Comparative assessment of eDNA metabarcoding and longline deployments for elasmobranch surveying across a large tropical marine park network

This eDNA sequence data was collected as part of a collaborative project between WA DPIRD, Curtin University and CSIRO examining the use of eDNA metabarcoding and longline deployments for elasmobranch surveying in the Kimberley and Roebuck Marine Parks, Western Australia.\nLineage: Seawater samples for eDNA analyses were collected from 31 sites (coinciding with the longline surveys) across the Kimberley Marine Park and the Roebuck Marine Park between August and September 2020. Seawater samples were also collected at an additional five sites where longline surveys were not conducted, surmising 180 seawater samples in total. At each site, we used a Niskin bottle to collect five replicate one-litre seawater samples at similar depths to the longline survey (i.e., close to the sea floor). Replicates were immediately collected post-longline deployment along the same interval transect; with the exception of six sites where samples were collected approximately 12 hrs prior to the longline survey and five site where samples were collected approximately two weeks prior (see manuscript supplementary information).

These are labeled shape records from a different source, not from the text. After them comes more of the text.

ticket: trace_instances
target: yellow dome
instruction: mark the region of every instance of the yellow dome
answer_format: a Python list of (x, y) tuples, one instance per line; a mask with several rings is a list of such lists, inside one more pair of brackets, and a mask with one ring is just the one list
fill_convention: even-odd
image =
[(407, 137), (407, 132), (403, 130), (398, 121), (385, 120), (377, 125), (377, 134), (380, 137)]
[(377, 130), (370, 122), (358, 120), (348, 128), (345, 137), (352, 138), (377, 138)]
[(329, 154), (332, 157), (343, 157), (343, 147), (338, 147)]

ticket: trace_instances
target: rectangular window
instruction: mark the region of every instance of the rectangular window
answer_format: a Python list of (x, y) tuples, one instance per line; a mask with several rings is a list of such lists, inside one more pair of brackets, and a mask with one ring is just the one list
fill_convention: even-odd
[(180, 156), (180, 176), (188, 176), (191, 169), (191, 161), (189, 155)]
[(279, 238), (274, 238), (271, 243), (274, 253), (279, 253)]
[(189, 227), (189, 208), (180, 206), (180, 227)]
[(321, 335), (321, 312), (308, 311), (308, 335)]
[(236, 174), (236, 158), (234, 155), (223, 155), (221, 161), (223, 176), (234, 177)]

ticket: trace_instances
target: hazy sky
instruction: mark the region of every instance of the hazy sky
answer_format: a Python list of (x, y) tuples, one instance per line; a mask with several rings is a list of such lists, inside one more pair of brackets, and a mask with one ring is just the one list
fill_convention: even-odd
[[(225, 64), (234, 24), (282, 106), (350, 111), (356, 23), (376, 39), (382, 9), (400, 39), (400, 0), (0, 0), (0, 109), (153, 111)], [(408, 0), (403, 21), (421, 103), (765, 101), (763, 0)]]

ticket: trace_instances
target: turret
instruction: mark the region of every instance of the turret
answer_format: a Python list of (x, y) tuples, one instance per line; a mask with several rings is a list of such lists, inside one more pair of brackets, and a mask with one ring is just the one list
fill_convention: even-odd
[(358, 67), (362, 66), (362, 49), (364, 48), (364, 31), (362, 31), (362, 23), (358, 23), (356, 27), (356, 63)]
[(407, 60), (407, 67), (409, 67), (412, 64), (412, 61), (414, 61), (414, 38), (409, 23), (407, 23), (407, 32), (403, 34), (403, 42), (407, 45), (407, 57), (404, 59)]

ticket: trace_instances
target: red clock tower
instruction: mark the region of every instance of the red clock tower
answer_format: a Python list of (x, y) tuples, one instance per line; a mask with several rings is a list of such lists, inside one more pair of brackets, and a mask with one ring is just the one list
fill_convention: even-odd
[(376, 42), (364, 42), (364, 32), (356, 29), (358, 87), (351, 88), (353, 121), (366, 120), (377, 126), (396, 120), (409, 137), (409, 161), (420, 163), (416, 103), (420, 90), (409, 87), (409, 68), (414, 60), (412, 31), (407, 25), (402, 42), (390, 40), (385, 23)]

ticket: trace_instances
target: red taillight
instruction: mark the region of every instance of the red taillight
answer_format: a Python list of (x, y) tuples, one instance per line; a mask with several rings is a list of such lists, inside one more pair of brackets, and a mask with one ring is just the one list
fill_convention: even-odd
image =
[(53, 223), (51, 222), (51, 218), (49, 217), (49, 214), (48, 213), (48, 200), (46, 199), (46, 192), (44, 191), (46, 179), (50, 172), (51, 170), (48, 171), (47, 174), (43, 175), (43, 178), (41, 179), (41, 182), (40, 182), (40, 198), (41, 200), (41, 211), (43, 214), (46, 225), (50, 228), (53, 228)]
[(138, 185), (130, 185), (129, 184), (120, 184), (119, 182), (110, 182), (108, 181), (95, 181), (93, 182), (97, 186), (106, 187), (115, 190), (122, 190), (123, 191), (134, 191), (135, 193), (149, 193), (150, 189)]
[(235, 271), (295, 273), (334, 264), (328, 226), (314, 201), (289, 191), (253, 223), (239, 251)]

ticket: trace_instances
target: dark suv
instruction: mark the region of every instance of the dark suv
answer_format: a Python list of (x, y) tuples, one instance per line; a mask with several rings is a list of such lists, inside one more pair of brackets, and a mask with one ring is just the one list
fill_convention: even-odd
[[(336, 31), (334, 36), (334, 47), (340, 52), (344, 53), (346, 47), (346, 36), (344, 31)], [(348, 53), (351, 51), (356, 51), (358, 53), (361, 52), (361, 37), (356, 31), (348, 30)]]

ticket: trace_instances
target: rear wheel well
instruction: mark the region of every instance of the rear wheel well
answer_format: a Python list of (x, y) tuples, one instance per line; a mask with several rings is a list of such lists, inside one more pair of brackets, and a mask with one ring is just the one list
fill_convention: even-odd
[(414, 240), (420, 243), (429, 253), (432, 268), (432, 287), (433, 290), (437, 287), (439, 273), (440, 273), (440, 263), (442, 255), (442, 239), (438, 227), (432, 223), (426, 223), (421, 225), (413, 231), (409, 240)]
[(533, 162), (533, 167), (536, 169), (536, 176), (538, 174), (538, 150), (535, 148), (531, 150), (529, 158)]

Water samples were stored at 5°C in bleach-sterilized 1 L Nalgene bottles and then individually filtered across Pall 0.45 µm Supor® polyethersulphone membranes using a Pall Sentino® Microbiology pump (Pall Corporation) within five hours of collection.\n\nDNA was extracted from half of each filter membrane within two months of collection using the DNeasy Blood and Tissue Kit (QIAGEN) with modifications. Elasmobranch DNA was specifically amplified using two previously published PCR assays (COI Elasmobranch and 16S Fish) from our mixed seawater samples (see manuscript for more information). \n\nLibraries were sequenced on 300 cycle (for unidirectional sequencing) MiSeq® V2 Standard Flow Cells on an Illumina MiSeq platform (Illumina, San Diego, USA), housed in the TrEnD Laboratory at Curtin University, Western Australia. Sequencing reads were demultiplexed and quality filtered in OBITools (v1.2.9; Boyer et al., 2014) and in R (v3.5.3; RStudio Team, 2015) using the DADA2 (v1.10.1) bioinformatics package (Callahan et al., 2016).\n\nWe have uploaded demultiplexed (unfiltered) eDNA data for public use. Each sample file is in a fastq format; with sample names corresponding to site/replicate numbers (see eDNA_fastq_READ_ME.txt in Supporting Documentation).